In this article, we are going to look into the definition of geography, and mainly, what its history is.
What is Geography?
As mentioned earlier, geography devotes to the study of the Earth and its features. Furthermore, it also focuses on the study of lands, inhabitants, and phenomena not just on Earth, but also in other planets. Geography is a diverse form of study that aims to understand the Earth and its humans, and it is not limited to the identification of places and areas since it also looks into the changes of the planet’s structure and inhabitants.
Moreover, geography is classified under two branches, mainly human geography and physical geography.
- Human geography –is a branch of science under geography that focuses on the study of humans and their communities. Furthermore, this field study also deals with human culture, economy, and interaction with the environment. It shows a broader view of the human social interaction present within a specific area.
- Physical geography –is a field of study that deals with the processes and patterns in the environment, including our atmosphere, hydrosphere, biosphere, and geosphere.

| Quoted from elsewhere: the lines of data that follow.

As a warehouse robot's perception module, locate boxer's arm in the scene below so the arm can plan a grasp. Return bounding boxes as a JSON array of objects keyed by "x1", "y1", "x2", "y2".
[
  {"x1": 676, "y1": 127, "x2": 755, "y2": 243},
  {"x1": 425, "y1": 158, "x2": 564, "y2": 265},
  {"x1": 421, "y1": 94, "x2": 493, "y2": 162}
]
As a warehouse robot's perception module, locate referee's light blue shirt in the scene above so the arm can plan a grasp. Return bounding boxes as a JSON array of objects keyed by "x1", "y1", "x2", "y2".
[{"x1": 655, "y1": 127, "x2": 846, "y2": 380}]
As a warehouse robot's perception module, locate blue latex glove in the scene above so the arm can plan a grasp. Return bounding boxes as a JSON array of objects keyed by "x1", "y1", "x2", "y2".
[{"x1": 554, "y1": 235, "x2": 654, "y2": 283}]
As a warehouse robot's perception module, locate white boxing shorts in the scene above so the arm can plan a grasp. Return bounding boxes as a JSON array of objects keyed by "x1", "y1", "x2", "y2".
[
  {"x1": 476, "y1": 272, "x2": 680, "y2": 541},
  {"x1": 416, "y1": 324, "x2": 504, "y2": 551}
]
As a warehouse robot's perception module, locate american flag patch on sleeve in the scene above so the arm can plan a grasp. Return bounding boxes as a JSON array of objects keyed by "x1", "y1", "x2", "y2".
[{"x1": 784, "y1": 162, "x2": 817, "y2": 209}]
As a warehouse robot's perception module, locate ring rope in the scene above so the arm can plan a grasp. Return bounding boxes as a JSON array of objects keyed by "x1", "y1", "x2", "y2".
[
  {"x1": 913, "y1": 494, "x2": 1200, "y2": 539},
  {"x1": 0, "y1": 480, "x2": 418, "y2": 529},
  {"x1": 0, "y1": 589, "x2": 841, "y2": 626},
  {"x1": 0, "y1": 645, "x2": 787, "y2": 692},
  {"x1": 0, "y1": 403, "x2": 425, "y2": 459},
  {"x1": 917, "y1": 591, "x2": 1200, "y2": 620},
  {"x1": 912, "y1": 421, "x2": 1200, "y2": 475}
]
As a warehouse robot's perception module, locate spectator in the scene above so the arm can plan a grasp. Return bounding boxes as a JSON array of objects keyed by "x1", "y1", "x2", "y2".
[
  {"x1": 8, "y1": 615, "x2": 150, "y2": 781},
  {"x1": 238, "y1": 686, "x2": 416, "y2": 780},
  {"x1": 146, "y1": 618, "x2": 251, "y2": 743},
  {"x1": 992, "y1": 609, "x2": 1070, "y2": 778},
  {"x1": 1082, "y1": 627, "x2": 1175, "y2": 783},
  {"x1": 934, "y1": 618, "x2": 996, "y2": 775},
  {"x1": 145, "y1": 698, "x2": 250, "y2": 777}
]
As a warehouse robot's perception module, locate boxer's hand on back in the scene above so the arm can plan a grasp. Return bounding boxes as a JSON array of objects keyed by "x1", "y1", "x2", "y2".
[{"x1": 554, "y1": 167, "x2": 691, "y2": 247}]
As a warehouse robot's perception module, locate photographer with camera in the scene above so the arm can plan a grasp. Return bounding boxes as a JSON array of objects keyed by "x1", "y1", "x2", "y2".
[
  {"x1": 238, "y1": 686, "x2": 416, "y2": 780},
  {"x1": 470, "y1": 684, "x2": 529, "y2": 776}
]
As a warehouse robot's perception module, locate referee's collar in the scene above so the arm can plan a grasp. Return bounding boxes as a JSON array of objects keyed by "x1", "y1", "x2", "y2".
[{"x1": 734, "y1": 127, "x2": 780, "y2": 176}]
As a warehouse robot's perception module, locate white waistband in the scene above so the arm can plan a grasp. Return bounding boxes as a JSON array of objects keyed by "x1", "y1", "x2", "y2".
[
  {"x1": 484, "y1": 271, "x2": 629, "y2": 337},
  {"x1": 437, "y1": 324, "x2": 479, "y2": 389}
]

What is the origin of geography?
Similar to other branches of science, geography originated thousands of years ago. We can trace back its history to ancient Babylon from the 9th century BC; the oldest world maps are dated back to this period.
However, one of the most remarkable world maps created in ancient times was the Imago Mundi was from Babylon in 600 BC. This ancient version of the world map was produced in a clay tablet, which showcases a labeled depiction of the known world. It was a significant work in the development of geography, although it was far from the advanced stage of our modern world.
Interestingly, geography also comes with a founder who heavily contributed to its development. The Greek philosopher Anaximander was considered by writers to be the founder of geography because of his several works related to the subject. He was responsible for the creation of the gnomon, which was an ancient tool used for measuring latitude.
Anaximander was considered the first person to publish a map of the world, which inspired several Greek historians to create better versions of the map. Evidently, the earliest versions of world maps do not show accurate locations, unlike those that we have today. However, this creation was a breakthrough not just in science but also in the development of ancient civilization. Besides his notable works in geography, he was also credited in contributing to several other fields of science, which helped future philosophers and scientists to proceed in scientific advances.
Another milestone in the advancement of geography was in the 2nd century BC, when the Greek astronomer, mathematician, and geographer Hipparchus developed the first rigorous system of latitude and longitude lines. This ancient mapping system used a sexagesimal system from Babylonian mathematics.
Fast-forward to the European Age of Discovery when famous explorers, such as Cristopher Columbus, Marco Polo, and James Cook, made their contributions to the development of geography. Each of their work left a significant impact on the advancement of geography and civilization because of the discovery of new lands, resources, and features.